Tourmentée par une mère névrosée et tyrannique, la vie n’est pas rose pour Carrie. D’autant plus qu’elle est la tête de turc des filles du collège. Elle ne fait que subir et ne peut rendre les coups, jusqu’à ce qu’elle ne se découvre un étrange pouvoir surnaturel.

La terreur naît de la compassion

La caméra plane au dessus d’un terrain de volley-ball, où s’agglutine un groupe d’adolescentes, dans un brouhaha incompréhensible. À mesure qu’elle approche, elle enferme progressivement une jeune fille, aux traits innocents et à la blondeur virginale. Sa maladresse la condamne dès lors : véritable souffre douleur, Carrie White reste figée sur le terrain, sous les insultes de ses camarades. Dès ses premiers instants, Brian De Palma porte une tendre compassion à son “monstre”. C’est là même toute la force de Carrie au bal du Diable

Première adaptation d’un roman de Stephen King à l’écran, Brian De Palma inverse les schémas classique du genre horrifique et transforme son “monstre” en victime, au sens étymologique : Carrie, véritable souffre-douleur de son école, est celle que l’on pointe du doigt pour sa différence, tant sociale que fantastique. Créant ainsi dans le même temps l’une des icônes féminines et féministes du cinéma d’horreur.

Le péché originel

L’un des plus anciens monstre de l’histoire de l’humanité s’incarne dans la Genèse, sous les traits d’une femme. Succombant au serpent dans le Jardin d’Eden, Eve est accusée de faire basculer l’Humanité dans la douleur et la mort. Au-delà de toutes considérations religieuses, force est de constater que la Bible entraînera tout un imaginaire féminin : succubes ou sorcières, la femme devient l’objet de récits horrifiques dans laquelle son corps et sa féminité sont associés au Diable.
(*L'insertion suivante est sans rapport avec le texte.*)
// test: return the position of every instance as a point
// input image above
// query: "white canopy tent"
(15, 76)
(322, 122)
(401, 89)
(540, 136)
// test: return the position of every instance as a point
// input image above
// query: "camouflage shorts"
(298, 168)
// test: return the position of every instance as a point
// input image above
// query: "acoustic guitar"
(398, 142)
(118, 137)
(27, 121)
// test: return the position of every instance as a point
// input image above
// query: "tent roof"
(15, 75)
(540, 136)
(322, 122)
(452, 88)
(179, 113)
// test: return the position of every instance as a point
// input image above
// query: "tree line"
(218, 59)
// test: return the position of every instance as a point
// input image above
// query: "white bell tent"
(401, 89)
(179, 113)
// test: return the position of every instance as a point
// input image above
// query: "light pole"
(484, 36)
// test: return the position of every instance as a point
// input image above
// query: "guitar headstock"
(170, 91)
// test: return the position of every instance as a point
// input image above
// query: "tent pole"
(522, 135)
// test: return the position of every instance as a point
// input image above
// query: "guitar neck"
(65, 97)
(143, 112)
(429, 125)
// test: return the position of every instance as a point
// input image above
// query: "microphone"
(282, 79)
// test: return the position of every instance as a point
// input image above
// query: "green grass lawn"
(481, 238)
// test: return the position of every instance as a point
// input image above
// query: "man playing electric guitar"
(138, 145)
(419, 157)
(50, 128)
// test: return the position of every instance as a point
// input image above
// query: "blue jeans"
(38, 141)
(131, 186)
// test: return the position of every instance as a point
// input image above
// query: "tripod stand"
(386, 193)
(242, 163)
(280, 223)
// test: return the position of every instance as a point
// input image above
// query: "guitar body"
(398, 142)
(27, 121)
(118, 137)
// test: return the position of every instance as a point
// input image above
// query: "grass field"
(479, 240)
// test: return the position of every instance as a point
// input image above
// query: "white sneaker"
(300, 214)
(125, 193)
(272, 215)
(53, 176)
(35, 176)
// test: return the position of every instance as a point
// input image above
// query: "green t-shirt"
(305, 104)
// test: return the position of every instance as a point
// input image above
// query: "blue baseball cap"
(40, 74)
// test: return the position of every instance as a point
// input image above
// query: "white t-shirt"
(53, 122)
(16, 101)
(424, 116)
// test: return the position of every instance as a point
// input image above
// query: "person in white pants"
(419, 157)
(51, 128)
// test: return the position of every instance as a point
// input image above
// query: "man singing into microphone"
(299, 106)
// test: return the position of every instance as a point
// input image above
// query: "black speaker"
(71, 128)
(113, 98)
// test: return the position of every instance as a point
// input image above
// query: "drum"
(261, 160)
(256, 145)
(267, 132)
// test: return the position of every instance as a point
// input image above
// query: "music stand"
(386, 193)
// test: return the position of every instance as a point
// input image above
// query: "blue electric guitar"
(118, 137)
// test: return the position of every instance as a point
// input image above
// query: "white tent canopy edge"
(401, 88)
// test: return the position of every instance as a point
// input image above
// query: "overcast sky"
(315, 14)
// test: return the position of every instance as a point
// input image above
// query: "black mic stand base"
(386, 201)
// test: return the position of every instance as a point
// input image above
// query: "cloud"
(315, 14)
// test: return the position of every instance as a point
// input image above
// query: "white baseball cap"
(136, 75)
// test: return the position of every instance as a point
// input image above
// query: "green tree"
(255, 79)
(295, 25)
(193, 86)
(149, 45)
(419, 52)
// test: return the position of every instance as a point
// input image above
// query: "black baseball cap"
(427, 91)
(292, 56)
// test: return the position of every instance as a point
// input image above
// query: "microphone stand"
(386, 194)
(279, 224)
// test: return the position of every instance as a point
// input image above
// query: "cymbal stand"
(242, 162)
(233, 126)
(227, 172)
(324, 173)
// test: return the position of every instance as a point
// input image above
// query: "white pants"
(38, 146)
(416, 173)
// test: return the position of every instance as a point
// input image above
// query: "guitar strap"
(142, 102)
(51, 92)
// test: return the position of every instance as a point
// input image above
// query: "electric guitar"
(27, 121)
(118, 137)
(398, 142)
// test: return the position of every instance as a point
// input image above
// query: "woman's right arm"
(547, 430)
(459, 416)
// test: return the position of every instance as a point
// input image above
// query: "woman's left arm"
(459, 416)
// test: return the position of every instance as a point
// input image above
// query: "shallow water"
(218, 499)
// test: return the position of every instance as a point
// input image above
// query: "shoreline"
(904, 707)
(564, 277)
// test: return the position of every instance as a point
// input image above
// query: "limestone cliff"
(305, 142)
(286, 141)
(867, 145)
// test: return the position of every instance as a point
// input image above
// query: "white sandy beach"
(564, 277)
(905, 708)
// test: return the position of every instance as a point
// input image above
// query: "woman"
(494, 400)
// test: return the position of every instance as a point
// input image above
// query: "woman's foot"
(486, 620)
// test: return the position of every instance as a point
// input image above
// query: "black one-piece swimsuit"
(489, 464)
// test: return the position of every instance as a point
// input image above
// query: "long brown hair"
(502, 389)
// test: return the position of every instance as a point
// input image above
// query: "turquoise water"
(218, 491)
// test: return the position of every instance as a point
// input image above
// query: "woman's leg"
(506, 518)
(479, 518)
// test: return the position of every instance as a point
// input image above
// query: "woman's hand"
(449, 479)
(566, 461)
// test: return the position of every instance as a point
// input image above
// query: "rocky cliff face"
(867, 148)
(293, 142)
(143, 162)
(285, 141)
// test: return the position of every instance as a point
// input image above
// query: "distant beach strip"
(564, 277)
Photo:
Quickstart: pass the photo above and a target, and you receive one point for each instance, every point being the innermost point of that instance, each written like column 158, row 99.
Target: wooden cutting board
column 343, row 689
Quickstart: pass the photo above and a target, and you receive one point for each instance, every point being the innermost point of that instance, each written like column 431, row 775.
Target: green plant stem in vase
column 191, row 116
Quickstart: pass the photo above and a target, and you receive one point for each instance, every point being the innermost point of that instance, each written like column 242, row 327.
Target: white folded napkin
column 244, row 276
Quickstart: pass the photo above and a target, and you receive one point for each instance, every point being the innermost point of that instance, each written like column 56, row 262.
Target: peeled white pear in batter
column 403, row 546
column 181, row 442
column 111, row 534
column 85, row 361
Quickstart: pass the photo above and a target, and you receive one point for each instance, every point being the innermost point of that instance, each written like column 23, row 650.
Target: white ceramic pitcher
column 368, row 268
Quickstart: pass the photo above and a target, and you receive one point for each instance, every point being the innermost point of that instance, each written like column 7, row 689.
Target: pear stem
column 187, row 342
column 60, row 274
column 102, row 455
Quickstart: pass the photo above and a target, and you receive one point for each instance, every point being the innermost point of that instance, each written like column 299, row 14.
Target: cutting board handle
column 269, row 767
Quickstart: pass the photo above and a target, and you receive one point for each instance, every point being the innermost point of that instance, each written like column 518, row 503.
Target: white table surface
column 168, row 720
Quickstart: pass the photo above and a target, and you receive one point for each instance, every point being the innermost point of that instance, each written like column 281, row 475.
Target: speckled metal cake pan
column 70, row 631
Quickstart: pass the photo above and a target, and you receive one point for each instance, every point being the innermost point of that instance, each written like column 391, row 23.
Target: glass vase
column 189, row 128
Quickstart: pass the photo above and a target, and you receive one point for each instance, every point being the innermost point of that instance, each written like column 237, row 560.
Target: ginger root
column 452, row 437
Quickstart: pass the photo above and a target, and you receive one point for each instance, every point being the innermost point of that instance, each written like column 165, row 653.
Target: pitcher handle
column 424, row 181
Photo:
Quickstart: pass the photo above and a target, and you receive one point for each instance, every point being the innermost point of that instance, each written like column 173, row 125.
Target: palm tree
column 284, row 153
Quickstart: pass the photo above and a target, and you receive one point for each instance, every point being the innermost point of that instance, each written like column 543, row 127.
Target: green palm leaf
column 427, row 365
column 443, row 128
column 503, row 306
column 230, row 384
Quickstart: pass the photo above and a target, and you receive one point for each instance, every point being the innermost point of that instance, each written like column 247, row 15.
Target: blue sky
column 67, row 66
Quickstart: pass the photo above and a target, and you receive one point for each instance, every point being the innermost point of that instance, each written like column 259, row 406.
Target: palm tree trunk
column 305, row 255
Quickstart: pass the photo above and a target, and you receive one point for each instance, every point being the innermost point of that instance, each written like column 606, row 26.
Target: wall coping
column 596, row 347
Dès son ouverture, Carrie au bal du Diable évoque le traumatisme d’être femme. À travers un plan séquence, la caméra s’immisce dans l’intimité d’un vestiaire. La musique envoûtante participe à créer une atmosphère étrange. Les corps féminins sont nus, enveloppés dans une brume quasi-surnaturelle. La scène prend des allures de forêt interdite, vaporeuse, où se cache la sorcière. Isolée au loin, la caméra se pose sur Carrie et descend avec sensualité le long de ses cuisses, contrastant avec la douceur de la musique. Inconsciente de sa féminité naissante, la caméra sexualise son corps. Le male gaze prend ici tout son sens : devenue “femme”, son corps devient érotique et désirable.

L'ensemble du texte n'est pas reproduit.